I had supposed what I said and what I meant were clear enough; but it seemed that the man thought otherwise.
"The great Panjandrum only knows! This does beat anything! I've been in some queer situations, but it looks as if I were in the queerest now. You've made a pretty hash of things."
"Hash! what do you mean by hash? How am I to blame? See how he is dressed!"
"Yes, there I'll give you best he does look the part. Perhaps you'll explain, Mr. Hugh Beckwith, clerk in the dried fruit trade, how you come to be in that rig-out, and in the house you were in?"
I did explain. It took me a considerable time they kept interrupting asking questions which I did not always find it easy to answer. My story seemed to amuse the man; he began laughing before I had gone very far, and kept on laughing all the while, as if what I had suffered struck him as funny. He laughed when I told him about the canvas bag which had fallen on my head, about my dented hat, about my reception when I knocked at the door, about the way those scoundrels treated me. When I told of the sandy-haired creature who had put himself into my clothes, and of how I had been forced into the ridiculous garments which I had on instead, he dropped on to a chair, stretched out his legs in front of him, and laughed as if I were the funniest fellow he had ever encountered.

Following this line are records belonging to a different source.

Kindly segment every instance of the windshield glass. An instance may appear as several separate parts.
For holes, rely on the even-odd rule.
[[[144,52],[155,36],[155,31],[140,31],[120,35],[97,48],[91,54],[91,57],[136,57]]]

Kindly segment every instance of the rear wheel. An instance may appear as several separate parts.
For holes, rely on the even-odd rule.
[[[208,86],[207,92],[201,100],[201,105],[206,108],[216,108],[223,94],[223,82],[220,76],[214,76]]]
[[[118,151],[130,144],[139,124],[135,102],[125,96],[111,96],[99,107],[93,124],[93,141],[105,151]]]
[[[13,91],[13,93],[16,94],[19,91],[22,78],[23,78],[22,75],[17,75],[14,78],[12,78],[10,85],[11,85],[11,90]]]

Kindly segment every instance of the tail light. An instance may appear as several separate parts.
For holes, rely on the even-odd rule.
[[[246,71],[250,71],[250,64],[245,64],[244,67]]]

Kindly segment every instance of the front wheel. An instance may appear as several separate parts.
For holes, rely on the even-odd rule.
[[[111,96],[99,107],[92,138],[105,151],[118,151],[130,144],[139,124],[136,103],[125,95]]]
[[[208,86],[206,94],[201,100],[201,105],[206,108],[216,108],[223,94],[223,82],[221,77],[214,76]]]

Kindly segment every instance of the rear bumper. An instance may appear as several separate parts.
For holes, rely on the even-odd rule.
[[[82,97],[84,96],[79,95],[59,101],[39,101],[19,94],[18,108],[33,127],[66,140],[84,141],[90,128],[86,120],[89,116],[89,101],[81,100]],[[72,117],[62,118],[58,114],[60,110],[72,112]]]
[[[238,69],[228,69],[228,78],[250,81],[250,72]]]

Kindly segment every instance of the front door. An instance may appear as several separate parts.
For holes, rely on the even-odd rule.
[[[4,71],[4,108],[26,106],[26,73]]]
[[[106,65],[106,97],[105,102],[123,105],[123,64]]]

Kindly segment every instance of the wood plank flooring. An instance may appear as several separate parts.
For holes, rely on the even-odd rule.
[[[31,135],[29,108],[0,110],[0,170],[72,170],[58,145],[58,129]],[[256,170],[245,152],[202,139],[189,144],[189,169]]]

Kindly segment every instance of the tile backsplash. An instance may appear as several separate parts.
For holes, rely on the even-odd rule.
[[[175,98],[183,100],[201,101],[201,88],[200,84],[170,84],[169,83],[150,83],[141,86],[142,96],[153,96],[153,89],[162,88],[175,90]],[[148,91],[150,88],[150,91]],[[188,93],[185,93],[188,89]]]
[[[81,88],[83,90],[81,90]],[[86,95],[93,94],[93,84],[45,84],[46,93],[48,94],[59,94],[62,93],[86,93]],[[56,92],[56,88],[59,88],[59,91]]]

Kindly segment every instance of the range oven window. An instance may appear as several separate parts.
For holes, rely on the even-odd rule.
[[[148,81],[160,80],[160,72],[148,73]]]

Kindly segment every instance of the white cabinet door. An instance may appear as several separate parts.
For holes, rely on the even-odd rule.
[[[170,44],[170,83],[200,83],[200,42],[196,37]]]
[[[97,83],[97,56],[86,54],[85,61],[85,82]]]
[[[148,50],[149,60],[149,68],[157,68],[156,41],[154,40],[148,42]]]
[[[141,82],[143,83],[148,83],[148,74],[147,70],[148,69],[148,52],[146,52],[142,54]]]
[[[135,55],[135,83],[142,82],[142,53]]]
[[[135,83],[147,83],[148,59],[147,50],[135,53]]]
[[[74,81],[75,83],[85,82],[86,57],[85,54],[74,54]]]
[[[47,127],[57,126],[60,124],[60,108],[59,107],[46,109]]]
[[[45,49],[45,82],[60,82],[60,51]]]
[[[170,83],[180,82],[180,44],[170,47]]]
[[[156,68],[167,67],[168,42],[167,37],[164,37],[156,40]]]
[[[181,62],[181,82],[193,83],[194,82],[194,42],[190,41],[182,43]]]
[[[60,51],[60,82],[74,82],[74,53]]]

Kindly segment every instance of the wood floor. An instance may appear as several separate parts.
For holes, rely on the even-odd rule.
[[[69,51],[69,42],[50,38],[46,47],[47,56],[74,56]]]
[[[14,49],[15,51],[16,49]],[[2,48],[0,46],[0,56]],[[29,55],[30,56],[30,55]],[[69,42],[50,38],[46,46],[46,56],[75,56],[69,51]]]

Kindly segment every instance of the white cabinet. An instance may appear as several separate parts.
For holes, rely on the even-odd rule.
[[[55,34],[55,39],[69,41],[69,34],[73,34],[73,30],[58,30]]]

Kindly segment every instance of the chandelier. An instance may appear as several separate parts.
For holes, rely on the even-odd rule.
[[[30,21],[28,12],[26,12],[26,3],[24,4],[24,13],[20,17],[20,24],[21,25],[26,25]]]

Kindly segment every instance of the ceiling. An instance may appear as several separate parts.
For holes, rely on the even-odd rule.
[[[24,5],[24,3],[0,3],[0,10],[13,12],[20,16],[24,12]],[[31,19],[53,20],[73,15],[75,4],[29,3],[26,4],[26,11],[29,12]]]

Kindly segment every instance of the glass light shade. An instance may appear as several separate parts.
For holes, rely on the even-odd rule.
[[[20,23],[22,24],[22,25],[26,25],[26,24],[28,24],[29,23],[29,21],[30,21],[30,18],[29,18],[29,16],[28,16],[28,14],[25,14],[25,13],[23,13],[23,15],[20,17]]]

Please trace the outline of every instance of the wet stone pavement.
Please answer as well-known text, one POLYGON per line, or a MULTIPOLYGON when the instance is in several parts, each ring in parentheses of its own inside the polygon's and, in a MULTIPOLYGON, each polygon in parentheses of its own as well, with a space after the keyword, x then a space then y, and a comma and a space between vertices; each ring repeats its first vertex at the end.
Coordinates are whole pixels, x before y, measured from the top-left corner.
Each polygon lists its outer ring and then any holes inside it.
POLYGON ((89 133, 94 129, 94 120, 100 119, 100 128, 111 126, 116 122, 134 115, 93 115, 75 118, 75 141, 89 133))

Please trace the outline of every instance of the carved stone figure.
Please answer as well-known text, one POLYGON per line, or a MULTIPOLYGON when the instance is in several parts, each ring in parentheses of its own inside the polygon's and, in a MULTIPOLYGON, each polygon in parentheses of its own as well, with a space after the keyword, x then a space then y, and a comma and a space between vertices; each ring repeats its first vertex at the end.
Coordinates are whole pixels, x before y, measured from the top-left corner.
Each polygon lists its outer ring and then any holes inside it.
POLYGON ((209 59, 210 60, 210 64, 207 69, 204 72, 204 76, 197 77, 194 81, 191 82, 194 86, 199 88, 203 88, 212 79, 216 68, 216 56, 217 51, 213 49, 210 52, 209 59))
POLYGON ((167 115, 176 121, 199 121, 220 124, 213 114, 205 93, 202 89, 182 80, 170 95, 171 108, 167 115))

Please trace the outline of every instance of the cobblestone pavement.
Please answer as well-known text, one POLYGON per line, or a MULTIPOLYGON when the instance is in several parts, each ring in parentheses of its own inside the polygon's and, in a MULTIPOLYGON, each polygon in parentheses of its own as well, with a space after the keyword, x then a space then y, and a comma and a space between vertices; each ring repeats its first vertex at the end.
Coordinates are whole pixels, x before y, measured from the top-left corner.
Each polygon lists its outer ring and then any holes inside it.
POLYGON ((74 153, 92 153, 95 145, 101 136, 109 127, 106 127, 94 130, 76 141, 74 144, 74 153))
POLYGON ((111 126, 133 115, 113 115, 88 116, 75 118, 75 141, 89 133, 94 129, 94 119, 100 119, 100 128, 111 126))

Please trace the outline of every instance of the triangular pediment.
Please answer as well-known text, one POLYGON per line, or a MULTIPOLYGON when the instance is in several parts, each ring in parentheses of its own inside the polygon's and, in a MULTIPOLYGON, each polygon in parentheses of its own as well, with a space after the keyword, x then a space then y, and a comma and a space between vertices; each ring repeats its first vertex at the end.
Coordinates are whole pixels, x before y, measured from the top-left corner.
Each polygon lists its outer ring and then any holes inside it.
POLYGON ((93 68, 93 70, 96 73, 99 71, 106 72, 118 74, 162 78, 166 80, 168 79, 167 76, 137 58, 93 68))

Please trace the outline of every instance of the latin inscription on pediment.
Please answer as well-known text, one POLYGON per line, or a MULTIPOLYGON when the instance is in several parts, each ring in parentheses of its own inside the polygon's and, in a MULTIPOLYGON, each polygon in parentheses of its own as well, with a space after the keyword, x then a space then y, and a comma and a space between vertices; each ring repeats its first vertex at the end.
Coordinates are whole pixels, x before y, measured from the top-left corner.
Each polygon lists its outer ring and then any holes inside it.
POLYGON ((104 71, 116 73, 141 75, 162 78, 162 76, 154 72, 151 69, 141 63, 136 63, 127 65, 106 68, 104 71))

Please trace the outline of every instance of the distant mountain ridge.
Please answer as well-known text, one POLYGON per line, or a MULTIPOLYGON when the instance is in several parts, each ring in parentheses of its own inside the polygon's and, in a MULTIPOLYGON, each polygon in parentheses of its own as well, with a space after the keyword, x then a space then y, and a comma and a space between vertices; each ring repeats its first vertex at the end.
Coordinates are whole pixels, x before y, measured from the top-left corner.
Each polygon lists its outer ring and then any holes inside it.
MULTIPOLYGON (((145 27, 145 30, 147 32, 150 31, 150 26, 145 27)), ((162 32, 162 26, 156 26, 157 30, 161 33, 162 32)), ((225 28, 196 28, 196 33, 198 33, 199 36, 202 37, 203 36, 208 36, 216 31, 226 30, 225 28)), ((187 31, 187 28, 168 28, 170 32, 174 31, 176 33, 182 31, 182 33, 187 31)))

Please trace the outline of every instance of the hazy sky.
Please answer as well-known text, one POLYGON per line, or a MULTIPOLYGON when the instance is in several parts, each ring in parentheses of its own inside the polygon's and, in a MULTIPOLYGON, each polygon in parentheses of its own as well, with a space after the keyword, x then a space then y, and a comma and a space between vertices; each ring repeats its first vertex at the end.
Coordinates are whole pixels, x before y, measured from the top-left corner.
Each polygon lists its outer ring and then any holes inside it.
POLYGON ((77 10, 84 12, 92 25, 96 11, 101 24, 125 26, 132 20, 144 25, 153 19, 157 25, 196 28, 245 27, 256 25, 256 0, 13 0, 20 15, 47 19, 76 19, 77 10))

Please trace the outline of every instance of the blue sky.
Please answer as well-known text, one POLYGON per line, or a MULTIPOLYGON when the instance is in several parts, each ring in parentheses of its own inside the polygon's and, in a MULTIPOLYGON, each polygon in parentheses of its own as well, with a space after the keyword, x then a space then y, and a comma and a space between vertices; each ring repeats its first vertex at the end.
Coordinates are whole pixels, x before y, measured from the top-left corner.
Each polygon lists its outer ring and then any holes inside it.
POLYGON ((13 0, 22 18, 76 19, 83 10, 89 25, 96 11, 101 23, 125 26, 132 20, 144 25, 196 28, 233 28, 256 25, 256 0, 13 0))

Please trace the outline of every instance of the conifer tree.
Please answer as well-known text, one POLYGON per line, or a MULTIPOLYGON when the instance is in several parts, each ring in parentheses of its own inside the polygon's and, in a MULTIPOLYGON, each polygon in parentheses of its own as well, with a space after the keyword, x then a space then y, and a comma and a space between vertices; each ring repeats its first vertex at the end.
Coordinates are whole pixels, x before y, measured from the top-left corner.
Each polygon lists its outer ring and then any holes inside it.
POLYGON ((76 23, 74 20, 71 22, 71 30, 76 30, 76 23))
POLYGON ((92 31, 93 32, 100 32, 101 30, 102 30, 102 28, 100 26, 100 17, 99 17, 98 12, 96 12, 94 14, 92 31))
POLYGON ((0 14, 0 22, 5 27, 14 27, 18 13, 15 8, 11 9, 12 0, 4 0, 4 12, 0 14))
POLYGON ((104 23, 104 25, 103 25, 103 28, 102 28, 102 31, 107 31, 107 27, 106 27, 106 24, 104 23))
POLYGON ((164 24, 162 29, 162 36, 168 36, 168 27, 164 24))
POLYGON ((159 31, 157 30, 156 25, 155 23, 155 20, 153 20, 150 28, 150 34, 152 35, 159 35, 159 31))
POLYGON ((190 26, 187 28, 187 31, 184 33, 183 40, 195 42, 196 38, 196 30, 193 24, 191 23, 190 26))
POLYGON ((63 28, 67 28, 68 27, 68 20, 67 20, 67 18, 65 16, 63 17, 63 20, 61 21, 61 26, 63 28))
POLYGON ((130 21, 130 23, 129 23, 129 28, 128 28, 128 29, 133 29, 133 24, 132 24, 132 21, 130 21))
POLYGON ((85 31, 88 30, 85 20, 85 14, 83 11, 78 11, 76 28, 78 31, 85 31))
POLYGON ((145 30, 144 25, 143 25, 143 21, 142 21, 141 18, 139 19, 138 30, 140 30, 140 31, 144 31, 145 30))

I have heard that one man's misfortunes are another man's jest, but I had never appreciated the fact before.
The lady was not quite so amused, though she also occasionally smiled, and when I was nearly at the end of my narrative she observed:
"You did look so funny as you came running towards me; if I had not been so concerned for you I should have smiled."
She smiled then but I forgave her, for her smile added to her charm.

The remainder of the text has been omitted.